Под таким лаконичным названием работал у нас ламповщиком молодой совсем парень, вернувшийся с японской войны. Был он из зимогоров. Самое замечательное было в нём то, что он вернулся с войны с душевной травмой. Нервная система его была потрясена, и он внушил себе, что его вот-вот должна настигнуть смерть. Жизнь его казалась ему пустой, тщетной и всё внимание его было направлено на спасение души. Чуть оказывалось свободное время, он устремлялся в церковь, у него была постоянная потребность в покаянии. Он чуждался людей, был бледным, с тусклым взглядом, и среди сторожей стяжал репутацию «святоши», подвижника. Жил он в одиночестве в комнате, которая была складом керосина. Скоро эта особенность Михаила была замечена, и он был переведён в церковные сторожа, однако во время империалистической войны (в 1915 г.) его в семинарии уже не было, а должность церковного сторожа в семинарии исполнял эвакуировавшийся из восточной Галиции псаломщик-униат, а Михаил, вероятно, был призван в армию, если только не прикрылся одеянием монаха.335
После русско-японской войны в Перми наблюдался большой приток эвакуированных откуда-то корейцев. Чем они занимались и на что существовали, нам было неизвестно. Не было известно нам также и то, кто вёл среди них пропаганду или, выражаясь на богословском языке, миссионерскую деятельность, но в семинарской церкви несколько раз совершилось крещение взрослых уже корейцев, иногда целыми семьями. В западной части церкви, между колонн, ставились большие баки с водой, защищённые ширмами. Здесь, после обедни и совершалось крещение, причём восприемниками были кто-либо из благочестивых посетителей церкви. Говорили, что, принимая крещение, крестившиеся преследовали материальные интересы: их шефы, крёстные, как их называли, брали на себя обязательство устраивать их на работу.336
ГАПК. Ф. р-973. Оп. 1. Д. 725. Л. 17-17 об.

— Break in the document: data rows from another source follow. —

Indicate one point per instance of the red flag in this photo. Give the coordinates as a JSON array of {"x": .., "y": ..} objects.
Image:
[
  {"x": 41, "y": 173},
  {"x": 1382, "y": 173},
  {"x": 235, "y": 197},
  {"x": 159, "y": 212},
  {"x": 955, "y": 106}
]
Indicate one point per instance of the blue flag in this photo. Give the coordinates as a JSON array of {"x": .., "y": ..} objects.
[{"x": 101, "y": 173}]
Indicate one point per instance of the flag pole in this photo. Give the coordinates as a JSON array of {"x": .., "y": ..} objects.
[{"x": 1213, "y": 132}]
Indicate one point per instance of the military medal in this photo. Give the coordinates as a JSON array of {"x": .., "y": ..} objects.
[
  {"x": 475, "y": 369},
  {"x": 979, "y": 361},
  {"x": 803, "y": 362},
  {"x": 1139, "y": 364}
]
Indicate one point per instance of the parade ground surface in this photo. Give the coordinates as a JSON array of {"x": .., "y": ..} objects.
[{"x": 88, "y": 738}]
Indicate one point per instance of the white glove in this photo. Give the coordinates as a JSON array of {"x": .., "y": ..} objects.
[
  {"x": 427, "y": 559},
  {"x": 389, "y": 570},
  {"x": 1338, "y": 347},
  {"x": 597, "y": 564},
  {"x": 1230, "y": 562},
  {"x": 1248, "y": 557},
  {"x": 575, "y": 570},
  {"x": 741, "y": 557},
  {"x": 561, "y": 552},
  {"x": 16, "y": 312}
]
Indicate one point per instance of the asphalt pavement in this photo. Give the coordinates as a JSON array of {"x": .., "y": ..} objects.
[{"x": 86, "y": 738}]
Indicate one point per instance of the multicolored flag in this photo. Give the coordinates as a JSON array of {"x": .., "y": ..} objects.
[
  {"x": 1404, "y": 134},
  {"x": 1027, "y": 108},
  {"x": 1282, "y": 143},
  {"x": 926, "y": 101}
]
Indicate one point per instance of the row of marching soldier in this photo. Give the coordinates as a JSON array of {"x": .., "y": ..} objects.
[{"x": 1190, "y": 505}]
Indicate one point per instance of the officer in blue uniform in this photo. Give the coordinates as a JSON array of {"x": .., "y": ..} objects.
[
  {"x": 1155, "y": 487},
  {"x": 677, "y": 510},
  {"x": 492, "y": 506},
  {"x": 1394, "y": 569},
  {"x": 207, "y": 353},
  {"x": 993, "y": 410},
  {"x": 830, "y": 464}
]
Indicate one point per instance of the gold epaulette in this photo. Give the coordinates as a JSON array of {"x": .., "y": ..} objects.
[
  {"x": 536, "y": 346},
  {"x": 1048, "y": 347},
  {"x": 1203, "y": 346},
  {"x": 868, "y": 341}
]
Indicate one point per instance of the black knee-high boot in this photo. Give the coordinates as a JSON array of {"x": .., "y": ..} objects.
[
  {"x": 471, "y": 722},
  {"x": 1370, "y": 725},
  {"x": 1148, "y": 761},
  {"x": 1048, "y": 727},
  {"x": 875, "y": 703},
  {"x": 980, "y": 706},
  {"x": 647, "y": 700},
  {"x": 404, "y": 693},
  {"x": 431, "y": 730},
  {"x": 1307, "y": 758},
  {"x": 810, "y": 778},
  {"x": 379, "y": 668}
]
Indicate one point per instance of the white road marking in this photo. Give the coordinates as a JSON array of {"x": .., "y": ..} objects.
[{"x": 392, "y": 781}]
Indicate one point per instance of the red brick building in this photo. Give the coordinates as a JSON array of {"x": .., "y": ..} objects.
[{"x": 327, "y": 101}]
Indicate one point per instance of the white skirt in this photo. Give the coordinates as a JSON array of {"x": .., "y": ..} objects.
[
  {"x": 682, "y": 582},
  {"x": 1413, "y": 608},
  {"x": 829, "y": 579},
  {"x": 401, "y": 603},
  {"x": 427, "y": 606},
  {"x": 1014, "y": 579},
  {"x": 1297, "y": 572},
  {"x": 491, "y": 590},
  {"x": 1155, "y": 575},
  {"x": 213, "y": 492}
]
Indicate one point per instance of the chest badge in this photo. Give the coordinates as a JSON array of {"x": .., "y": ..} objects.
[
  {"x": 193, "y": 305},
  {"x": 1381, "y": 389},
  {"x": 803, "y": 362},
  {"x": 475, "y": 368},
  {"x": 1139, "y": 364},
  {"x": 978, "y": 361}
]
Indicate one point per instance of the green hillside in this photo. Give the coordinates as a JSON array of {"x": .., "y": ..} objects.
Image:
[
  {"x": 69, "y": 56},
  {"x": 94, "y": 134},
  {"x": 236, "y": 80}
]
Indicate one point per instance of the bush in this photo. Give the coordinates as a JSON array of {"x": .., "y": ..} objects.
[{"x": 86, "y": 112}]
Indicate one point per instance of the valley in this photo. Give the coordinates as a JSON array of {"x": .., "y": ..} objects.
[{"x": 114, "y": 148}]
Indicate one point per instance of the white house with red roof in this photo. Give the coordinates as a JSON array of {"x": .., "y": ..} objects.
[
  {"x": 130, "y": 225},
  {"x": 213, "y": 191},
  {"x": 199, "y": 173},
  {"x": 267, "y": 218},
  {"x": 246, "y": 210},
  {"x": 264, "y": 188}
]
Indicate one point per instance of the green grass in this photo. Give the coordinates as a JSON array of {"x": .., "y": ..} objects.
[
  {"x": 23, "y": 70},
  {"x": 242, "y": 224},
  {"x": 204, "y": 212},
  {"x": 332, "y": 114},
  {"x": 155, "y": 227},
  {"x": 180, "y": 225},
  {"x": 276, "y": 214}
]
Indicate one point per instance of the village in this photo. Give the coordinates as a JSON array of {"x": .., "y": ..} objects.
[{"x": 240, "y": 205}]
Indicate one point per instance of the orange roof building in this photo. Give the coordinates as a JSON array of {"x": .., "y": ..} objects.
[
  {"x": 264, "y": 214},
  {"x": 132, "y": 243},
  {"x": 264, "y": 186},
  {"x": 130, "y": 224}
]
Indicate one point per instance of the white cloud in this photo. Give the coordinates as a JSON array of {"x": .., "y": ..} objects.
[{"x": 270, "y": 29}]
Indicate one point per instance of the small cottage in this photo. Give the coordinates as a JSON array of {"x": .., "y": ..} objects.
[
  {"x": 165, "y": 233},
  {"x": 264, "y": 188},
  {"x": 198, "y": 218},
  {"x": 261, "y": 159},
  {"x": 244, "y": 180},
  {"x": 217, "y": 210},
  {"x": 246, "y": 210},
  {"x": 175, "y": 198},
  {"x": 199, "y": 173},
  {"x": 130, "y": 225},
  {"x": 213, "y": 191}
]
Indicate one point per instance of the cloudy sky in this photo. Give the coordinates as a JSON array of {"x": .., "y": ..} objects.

«Сторожами» в семинарии называли тех людей из обслуживающего персонала, которые выполняли самые разнообразные работы, относящиеся к хозяйству её во всём разнообразии их. Это были люди, не имевшие специального назначения, люди, не имевшие определённой производственной физиономии. Из состава их по мере раскрытия их талантов выделялись уже люди специального назначения, как-то: ламповщик, банщик, помощник повара, буфетчик и т. д. Но это мало что давало им в смысле повышения заработка: в лучше случае он повышался на один рубль. Всё-таки положение таких людей улучшалось уже в силу того обстоятельства, что работа у них была определённее, а не «мотали» их, как они сами выражались, по разным работам. Все они были вятские зимогоры и чаще всего они являлись в семинарию на зиму из года в год. Если же некоторые из них являлись вновь, то не иначе, как из живущих в одной деревне с кем-либо уже из осевших на работе в семинарии. Все они чаще всего были бородатые, очевидно, обременённые семьями, что и побуждало их ехать в город на заработки. «Сторожей» общего назначения, т. е. разнорабочих, коих теперь называют, было человек десять. Для житья их отведена была большая комната над баней. Здесь стояли их кровати в длину комнаты, как в спальне семинаристов. Кровати были из разных выбывших из строя, но приспособленных для спанья с разными деревянными приспособлениями – ножками, подставками, перекладинами. На них лежали разные списанные в расход матрацы, но как-нибудь слатанные, перевитые шнурами и т. д. А всё прочее было уже, как кто мог украсить свое ложе. В комнате было всегда тепло, а в банные дни жарко. Чистота в комнате вверялась самой комнате, т. е. так как это делалось в ночлежках. Жили только мужчины; женского пригляда не было. Атмосфера была как в «жилых» помещениях.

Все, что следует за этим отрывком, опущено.